Stimuli outside classical receptive fields have been shown to
exert significant influence over the activities of neurons
in  primary visual cortex.  We propose that contextual influences
are used for pre-attentive visual segmentation.  The difference between
contextual influences near and far from region boundaries makes
neural activities near region boundaries higher than elsewhere, making
boundaries more salient for perceptual pop-out.  The cortex thus
computes {\it global} region boundaries by detecting the breakdown of 
homogeneity or translation invariance in the input, using  
{\it local} intra-cortical interactions mediated by the horizontal connections.
This proposal is implemented in a biologically based model of V1,
and demonstrated using examples of texture segmentation and 
figure-ground segregation.  The model is also the first that
performs texture or region segmentation in exactly the same neural circuit
that solves the dual problem of the enhancement of
contours, as is suggested by experimental observations.

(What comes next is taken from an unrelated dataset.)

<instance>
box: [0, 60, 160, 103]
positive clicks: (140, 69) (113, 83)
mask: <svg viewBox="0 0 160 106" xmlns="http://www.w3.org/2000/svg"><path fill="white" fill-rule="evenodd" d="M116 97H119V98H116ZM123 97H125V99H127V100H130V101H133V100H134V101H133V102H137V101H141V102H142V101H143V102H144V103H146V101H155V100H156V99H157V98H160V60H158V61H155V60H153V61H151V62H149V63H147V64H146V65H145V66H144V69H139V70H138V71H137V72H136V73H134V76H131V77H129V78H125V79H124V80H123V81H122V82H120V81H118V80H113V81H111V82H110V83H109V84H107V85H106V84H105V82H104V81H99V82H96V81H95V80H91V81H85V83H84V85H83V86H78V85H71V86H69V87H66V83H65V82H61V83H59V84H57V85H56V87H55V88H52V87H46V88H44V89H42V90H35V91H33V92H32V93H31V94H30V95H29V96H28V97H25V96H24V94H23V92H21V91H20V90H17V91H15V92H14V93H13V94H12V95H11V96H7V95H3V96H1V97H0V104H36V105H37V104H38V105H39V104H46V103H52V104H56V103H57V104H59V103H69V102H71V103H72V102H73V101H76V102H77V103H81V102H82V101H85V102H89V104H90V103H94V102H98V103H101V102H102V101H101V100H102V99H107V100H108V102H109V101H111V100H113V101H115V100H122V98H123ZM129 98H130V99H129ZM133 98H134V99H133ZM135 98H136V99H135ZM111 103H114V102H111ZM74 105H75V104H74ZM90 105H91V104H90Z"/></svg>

The computational framework in this model is simpler than previous
approaches, making it implementable by V1 mechanisms, though  higher level
visual mechanisms are needed to refine its output.  However, it easily handles
a class of segmentation problems that are known to be tricky.
Its behavior is compared with psychophysical and physiological
data on segmentation, contour enhancement, contextual influences, and
other phenomena such as asymmetry in visual search.